I am a bit of a hypocrite, in the sense that I hate when someone messes up with grammar. But I take all possible liberties with it when I write. It annoys me if you ask me to give you a line break or a paragraph change. I need words to flow. Sometimes neatly, but sometimes, in a downhill stream, unrestricted, forceful. And to see them flow is the biggest joy you could ask for. Do you know that feeling? Of being lost and feeling small amidst the rows of a bookstore, and of that immersive smell that inundates your senses, that makes everything beautiful and sacred? That smell of yellow pages? Have you ever bought a book only because it looks old and used and it has on the cover a beautiful, regular handwriting of someone called Nafeesa who read it in 1965? Have you ever had that craving to spend all your weekend dug under piles in an innocuous corner of a large, old library that smells of stories and wars and travel and love and life? Do you know what it is to love? To read a book and then dream about it for nights together? To read a book and then have an urge to share, and to preserve and to just hold it close to your chest for a while and smell it? Do you write your name on the cover in cursive after you've read it? Not to ensure it comes back to you if it's lost, but to make sure it retains a bit of you wherever it goes? Do you?

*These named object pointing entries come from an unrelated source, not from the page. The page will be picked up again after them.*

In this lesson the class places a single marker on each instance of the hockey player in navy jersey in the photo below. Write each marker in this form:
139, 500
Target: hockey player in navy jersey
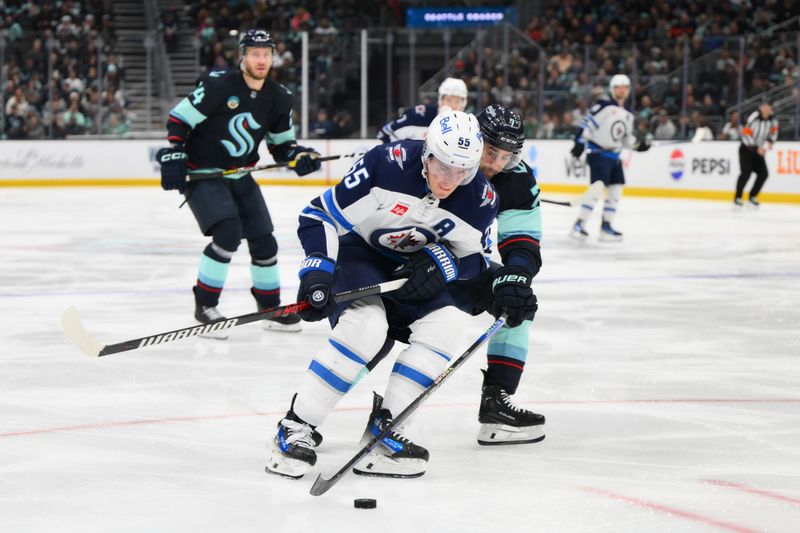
219, 127
422, 207
414, 122
606, 129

Right now, I do not write for a purpose, I write for the sake of love, for words, for the sounds and images they will create in your head when you read them. For the sounds and images and smells and ebbs that they cause in my heart as I type them. I write this because I need to. I could carry on with why I need this, but that would defy the point. It's a need, a pulsating ache that will calm me down when I type that final full stop.

Monday, March 05, 2012


"Have you ever wondered how strange this is? This basic assumption that you see the world in the same way as I do?"

"Like perspective-wise? Yeah..I don't think any two people can ever have the same set of beliefs or preferences."

"Yeah. But I meant it in the more literal sense. Not about preferences, but about perceptions. Like, what if you and I perceive color differently? What if everyone perceives colors differently? I mean when you were young, your teacher showed you a color and made you and everyone else identify it as yellow, and so you and all the other kids learnt that the color they saw was yellow; may be all of them saw it differently. And all your life when you look at a dress and called up your friend and said, "Oh! That was a very pretty yellow", she pictures a completely, or may be slightly, different pretty yellow."

"Umm...okay. Let's clear this. What color is that car?"

"It's a dirty yellow. But you miss the point."